High operating costs force OpenAI to stop providing its largest AI model via API, replacing it with GPT-4.1 with equivalent performance but lower costs.
OpenAI has just announced plans to soon stop providing the GPT-4.5 model, the company's largest AI model to date, through their API. This announcement was made just about two months after GPT-4.5 was launched at the end of February.
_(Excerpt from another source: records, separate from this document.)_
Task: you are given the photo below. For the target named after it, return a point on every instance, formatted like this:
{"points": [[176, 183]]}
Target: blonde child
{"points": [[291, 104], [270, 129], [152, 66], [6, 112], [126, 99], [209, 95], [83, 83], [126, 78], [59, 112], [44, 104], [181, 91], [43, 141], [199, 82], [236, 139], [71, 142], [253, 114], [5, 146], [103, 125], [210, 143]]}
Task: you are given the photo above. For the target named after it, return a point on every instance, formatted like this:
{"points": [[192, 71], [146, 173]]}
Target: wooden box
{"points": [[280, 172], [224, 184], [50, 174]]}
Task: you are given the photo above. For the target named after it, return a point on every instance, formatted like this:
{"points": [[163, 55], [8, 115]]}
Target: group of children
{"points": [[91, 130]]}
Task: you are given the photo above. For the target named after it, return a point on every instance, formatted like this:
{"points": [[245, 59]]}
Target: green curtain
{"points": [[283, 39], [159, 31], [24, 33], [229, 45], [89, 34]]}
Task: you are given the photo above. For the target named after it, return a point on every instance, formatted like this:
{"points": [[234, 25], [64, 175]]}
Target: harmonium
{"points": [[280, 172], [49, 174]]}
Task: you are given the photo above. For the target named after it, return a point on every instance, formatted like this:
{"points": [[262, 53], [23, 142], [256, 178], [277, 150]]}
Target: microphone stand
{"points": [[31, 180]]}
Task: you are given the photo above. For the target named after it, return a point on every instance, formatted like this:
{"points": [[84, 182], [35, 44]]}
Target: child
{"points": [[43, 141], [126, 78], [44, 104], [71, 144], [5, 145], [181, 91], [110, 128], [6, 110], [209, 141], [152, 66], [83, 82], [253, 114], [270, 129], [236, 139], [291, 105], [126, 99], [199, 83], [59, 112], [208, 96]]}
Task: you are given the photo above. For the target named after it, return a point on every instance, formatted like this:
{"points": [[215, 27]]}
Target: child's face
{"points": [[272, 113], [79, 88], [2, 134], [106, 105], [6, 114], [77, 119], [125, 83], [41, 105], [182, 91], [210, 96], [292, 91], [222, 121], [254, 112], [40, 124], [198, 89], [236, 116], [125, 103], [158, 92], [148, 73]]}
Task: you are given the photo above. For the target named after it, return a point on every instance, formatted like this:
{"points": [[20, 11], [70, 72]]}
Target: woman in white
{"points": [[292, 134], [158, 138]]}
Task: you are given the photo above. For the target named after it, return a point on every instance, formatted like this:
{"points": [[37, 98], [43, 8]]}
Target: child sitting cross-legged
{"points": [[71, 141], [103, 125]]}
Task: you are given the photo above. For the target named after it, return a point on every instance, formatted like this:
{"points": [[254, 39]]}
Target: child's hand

According to the announcement, developers will continue to have access to GPT-4.5 via OpenAI's API until July 14, after which they will need to switch to another model in the company's product lineup. OpenAI is positioning GPT-4.1, which was launched last Monday, as the preferred replacement.
"[GPT-4.1] provides equivalent or better performance compared to GPT-4.5 in key areas with much lower costs," an OpenAI representative shared via email with TechCrunch. "[W]e will remove GPT-4.5 to prioritize the development of future models."
To clarify, GPT-4.5 will not disappear from ChatGPT, where it is still provided as a research preview for paid customers. OpenAI is only removing it from the API.
Enormous operating costs behind the decision
GPT-4.5, with the code name Orion, was trained with computational power and data larger than any previous version of OpenAI. It improves upon its predecessor, GPT-4o, in areas such as writing and persuasive capabilities, but despite its large scale, GPT-4.5 has not yet reached the "pioneering level" on some industry evaluation standards.
OpenAI acknowledges that GPT-4.5 is very expensive to operate – so costly that the company warned in February that they were evaluating whether to provide GPT-4.5 through their API in the long term. The model's price reflects this: GPT-4.5 costs $75 per million input tokens (about 750,000 words) and $150 per million output tokens, making it one of OpenAI's most expensive products.
This decision marks a turning point in OpenAI's product development strategy, as the company seems to be weighing performance against commercial accessibility. The launch of GPT-4.1 with equivalent performance but lower costs suggests that OpenAI is seeking to optimize its product lineup while dedicating resources to developing more advanced AI models in the future.